Er führt dies aber nicht auf mehr Notfälle zurück: »Die Sensibilität für das Thema ist gestiegen, und Lehrer wissen, dass es die Notfallseelsorger und die Kriseninterventionsteams gibt.«
Radix äußerte sich in Erfurt vor Beginn des mehrtägigen Bundeskongresses der Notfallseelsorge und Krisenintervention. Dabei tauschen sich rund 350 in psychosozialen Bereichen speziell ausgebildete Helfer über den Umgang mit Krisen an Schulen aus. Auch die Leiterin des Erfurter Gutenberg-Gymnasiums soll bei dem Kongress einen Vortrag halten; 2002 hatte ein ehemaliger Schüler an dem Gymnasium 16 Menschen und sich selbst erschossen.
Notfallseelsorger - häufig Pfarrer der großen christlichen Kirchen - und ihre nicht geistlichen Kollegen kommen aber nicht nur nach Amokläufen zum Einsatz, sondern auch, wenn zum Beispiel ein Schulbus verunglückt oder ein Mitschüler stirbt. Sie kümmern sich dann um Schüler, Lehrer und Eltern.
Notfallpädagogik-Spezialist Harald Karutz betonte am Mittwoch, dass mit Kindern und Jugendlichen in Krisensituationen anders umzugehen sei als mit Erwachsenen. Große Bedeutung komme dabei der Schule zu - unabhängig davon, ob sich das schlimme Geschehen in der Schule oder außerhalb ereignet habe.

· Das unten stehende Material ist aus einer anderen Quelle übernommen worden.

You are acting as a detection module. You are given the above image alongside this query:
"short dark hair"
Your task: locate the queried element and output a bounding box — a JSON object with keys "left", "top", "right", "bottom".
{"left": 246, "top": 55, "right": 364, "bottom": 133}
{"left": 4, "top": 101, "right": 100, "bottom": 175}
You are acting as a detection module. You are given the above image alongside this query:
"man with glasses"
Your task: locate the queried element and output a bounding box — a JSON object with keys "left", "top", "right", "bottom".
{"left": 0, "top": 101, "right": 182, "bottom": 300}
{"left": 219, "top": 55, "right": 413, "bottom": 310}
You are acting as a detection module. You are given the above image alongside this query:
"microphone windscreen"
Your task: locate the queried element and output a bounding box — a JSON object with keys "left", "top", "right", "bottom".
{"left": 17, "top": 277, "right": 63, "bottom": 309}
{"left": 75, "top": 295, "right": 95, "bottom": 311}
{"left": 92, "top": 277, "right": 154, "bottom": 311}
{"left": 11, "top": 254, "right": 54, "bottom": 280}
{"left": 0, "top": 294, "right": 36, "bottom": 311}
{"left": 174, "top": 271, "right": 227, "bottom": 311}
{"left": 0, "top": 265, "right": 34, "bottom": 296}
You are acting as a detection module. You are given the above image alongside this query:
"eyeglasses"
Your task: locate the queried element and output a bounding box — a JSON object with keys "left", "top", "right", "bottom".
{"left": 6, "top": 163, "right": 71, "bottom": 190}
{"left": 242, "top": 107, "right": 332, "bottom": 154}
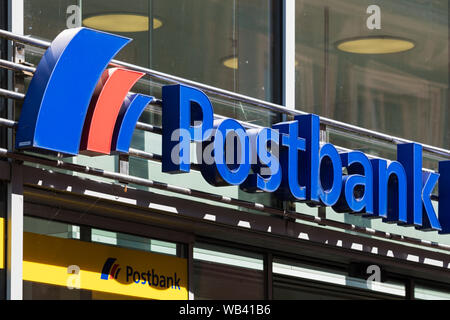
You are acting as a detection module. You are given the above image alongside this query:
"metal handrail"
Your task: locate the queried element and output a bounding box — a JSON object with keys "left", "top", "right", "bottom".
{"left": 0, "top": 87, "right": 24, "bottom": 101}
{"left": 0, "top": 57, "right": 446, "bottom": 174}
{"left": 0, "top": 28, "right": 448, "bottom": 159}
{"left": 0, "top": 30, "right": 448, "bottom": 251}
{"left": 0, "top": 58, "right": 35, "bottom": 73}
{"left": 0, "top": 109, "right": 440, "bottom": 200}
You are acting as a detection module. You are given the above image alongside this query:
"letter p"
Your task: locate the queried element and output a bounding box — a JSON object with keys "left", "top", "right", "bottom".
{"left": 162, "top": 84, "right": 214, "bottom": 173}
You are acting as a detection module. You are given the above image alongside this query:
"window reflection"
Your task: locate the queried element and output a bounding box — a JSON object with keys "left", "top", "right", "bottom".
{"left": 415, "top": 283, "right": 450, "bottom": 300}
{"left": 24, "top": 0, "right": 280, "bottom": 103}
{"left": 273, "top": 258, "right": 406, "bottom": 299}
{"left": 296, "top": 0, "right": 449, "bottom": 150}
{"left": 193, "top": 243, "right": 265, "bottom": 300}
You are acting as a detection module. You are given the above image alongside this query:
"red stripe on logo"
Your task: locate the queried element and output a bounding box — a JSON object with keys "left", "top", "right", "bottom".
{"left": 109, "top": 263, "right": 119, "bottom": 279}
{"left": 80, "top": 68, "right": 144, "bottom": 155}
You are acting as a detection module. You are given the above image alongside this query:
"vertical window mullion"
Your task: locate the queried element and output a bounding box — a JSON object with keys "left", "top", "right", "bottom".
{"left": 282, "top": 0, "right": 295, "bottom": 109}
{"left": 264, "top": 252, "right": 273, "bottom": 299}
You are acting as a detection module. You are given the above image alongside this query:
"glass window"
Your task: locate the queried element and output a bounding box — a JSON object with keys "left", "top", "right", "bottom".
{"left": 273, "top": 258, "right": 405, "bottom": 299}
{"left": 194, "top": 242, "right": 264, "bottom": 270}
{"left": 23, "top": 216, "right": 183, "bottom": 300}
{"left": 24, "top": 0, "right": 280, "bottom": 103}
{"left": 415, "top": 283, "right": 450, "bottom": 300}
{"left": 294, "top": 0, "right": 450, "bottom": 253}
{"left": 92, "top": 228, "right": 178, "bottom": 256}
{"left": 24, "top": 216, "right": 181, "bottom": 257}
{"left": 24, "top": 216, "right": 80, "bottom": 239}
{"left": 193, "top": 242, "right": 265, "bottom": 299}
{"left": 295, "top": 0, "right": 449, "bottom": 151}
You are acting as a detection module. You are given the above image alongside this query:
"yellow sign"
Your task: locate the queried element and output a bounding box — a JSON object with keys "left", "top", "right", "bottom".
{"left": 0, "top": 218, "right": 4, "bottom": 269}
{"left": 23, "top": 232, "right": 188, "bottom": 300}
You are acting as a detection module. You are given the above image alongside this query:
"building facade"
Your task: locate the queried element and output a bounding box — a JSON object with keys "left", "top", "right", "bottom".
{"left": 0, "top": 0, "right": 449, "bottom": 300}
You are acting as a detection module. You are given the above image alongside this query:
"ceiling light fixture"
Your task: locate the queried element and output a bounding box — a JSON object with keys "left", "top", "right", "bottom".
{"left": 222, "top": 56, "right": 238, "bottom": 70}
{"left": 335, "top": 36, "right": 415, "bottom": 54}
{"left": 82, "top": 14, "right": 162, "bottom": 33}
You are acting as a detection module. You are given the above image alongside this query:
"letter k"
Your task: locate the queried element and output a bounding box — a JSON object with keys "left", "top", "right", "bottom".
{"left": 420, "top": 171, "right": 441, "bottom": 231}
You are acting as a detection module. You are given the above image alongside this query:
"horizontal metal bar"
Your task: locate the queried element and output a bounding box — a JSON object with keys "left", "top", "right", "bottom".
{"left": 134, "top": 122, "right": 162, "bottom": 135}
{"left": 0, "top": 147, "right": 447, "bottom": 253}
{"left": 1, "top": 29, "right": 448, "bottom": 159}
{"left": 128, "top": 148, "right": 162, "bottom": 162}
{"left": 128, "top": 147, "right": 203, "bottom": 172}
{"left": 0, "top": 29, "right": 50, "bottom": 48}
{"left": 0, "top": 58, "right": 36, "bottom": 73}
{"left": 0, "top": 88, "right": 25, "bottom": 101}
{"left": 0, "top": 117, "right": 17, "bottom": 128}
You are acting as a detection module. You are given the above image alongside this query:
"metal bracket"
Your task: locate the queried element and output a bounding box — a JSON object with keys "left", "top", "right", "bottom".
{"left": 118, "top": 154, "right": 130, "bottom": 189}
{"left": 13, "top": 43, "right": 24, "bottom": 64}
{"left": 319, "top": 123, "right": 328, "bottom": 143}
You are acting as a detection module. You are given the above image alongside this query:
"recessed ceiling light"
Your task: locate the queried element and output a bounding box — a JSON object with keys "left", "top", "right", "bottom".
{"left": 222, "top": 56, "right": 238, "bottom": 70}
{"left": 336, "top": 36, "right": 415, "bottom": 54}
{"left": 83, "top": 14, "right": 162, "bottom": 33}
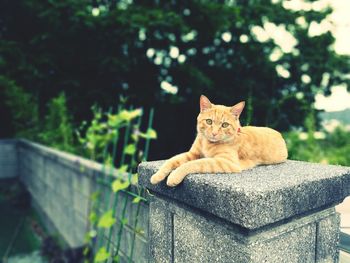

Karutz zufolge haben inzwischen viele Schulen eigene Krisenteams. Allerdings seien das meist Lehrer, die auch selbst betroffen sein könnten, weshalb auch Notfallseelsorger von außerhalb gebraucht würden. Die Helfer suchten gemeinsam mit den Schulen nach Antworten auf Fragen wie: Welche Kinder haben welchen Bedarf? Soll es eine Gedenkveranstaltung geben? Was ist mit dem leer gebliebenen Platz im Klassenzimmer?
Das deutschlandweite Netz der Notfallseelsorger und der Kriseninterventionsteams umfasst nach Angaben von Radix aktuell etwa 7500 Aktive. Sie helfen jährlich bei 25.000 akuten Notfällen Opfern, Hinterbliebenen und anderen Betroffenen. Sie sind beispielsweise dabei, wenn Todesnachrichten überbracht werden oder wenn kurz nach Unfällen oder Anschlägen psychologische Hilfe gebraucht wird. (dpa)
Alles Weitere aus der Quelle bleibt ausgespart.